Pasquale Bonavota, il boss latitante catturato dopo cinque anni di fuga
Dalla leadership del clan calabrese all’arresto in cattedrale, il cammino criminale di un capobastone della ‘ndrangheta

La cattura di Pasquale Bonavota rappresenta un duro colpo allo scheletro criminale della cosca, rafforzando lo Stato nell'ottica della lotta alla mafia e dell'affermazione del diritto. Dalla sua fuga a oggi, il suo arresto ha segnato una svolta sia dal punto di vista operativo sia psicologico: dimostra che nessuno è al di sopra della legge.
Ascendenza criminale e ruolo di vertice
Pasquale Bonavota nasce nel 1974 a Vibo Valentia, figlio del capostipite del clan Bonavota, che ne ha trasmesso il controllo. Attivo fin dall’adolescenza, si è imposto durante la violenta faida di Sant’Onofrio nel 1991. Considerato il capo‑società della cosca, ha assunto un ruolo decisionale fondamentale nella rete mafiosa che si estende dalla Calabria fino al Piemonte e oltre.
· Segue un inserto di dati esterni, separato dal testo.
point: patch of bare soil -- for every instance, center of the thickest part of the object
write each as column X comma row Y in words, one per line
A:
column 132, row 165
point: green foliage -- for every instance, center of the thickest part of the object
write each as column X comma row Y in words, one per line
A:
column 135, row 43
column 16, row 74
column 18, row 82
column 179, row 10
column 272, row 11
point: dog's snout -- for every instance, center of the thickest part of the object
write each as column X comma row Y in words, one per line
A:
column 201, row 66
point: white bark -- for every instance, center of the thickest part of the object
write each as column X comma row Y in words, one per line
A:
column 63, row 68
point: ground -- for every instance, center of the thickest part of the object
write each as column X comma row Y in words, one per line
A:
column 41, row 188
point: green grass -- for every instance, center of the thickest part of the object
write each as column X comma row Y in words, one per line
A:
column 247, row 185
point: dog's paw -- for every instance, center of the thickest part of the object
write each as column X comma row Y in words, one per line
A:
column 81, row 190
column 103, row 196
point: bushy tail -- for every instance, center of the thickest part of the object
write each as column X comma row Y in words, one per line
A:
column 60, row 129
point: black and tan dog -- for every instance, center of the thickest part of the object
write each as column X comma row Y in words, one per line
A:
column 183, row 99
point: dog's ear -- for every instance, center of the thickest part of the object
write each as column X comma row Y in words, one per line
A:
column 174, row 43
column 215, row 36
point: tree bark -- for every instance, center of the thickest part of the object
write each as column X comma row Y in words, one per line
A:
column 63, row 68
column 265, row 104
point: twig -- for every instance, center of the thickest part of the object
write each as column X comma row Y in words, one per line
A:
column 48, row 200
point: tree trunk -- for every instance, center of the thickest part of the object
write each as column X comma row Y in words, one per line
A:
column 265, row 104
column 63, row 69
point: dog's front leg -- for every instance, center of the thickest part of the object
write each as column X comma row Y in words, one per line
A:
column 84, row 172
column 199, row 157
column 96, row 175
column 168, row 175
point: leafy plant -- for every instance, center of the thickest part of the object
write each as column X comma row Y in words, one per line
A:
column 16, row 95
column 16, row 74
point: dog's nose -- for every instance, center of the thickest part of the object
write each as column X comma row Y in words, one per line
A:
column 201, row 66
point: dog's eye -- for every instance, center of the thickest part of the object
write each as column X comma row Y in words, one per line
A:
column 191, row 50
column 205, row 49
Fuga, latitanza e condanne
Condannato in primo grado a ergastolo per associazione mafiosa e omicidi, è stato inserito dal 2018 nell’elenco dei latitanti più pericolosi d’Italia. La sua fuga è durata quasi cinque anni, durante i quali ha evaso il controllo dello Stato tramite una rete di coperture e documenti falsi.
Cattura inaspettata in cattedrale
Il 27 aprile 2023 la latitanza si è interrotta grazie all’intervento dei Carabinieri: Bonavota è stato fermato all’uscita da una cattedrale di Genova, in possesso di un documento falso. La cattura ha concluso un inseguimento che aveva mobilitato le forze dell’ordine su scala nazionale.
Espansione territoriale del clan
Il clan Bonavota non origina solo in Calabria: negli anni ha impiantato ramificazioni in Piemonte (in particolare a Torino e Carmagnola) e nella capitale. Le attività operative vanno dal traffico di droga all’estorsione, usura e riciclaggio, ma anche infiltrazioni nel tessuto economico-legale attraverso società di comodo.
Il carcere e il 41-bis
Dopo l’arresto, Bonavota è stato trasferito in un carcere di massima sicurezza, dove è attualmente detenuto in regime di 41‑bis, previsto per i reati più gravi legati alla mafia. La custodia rigorosa mira a interrompere ogni contatto tra lui e la cosca.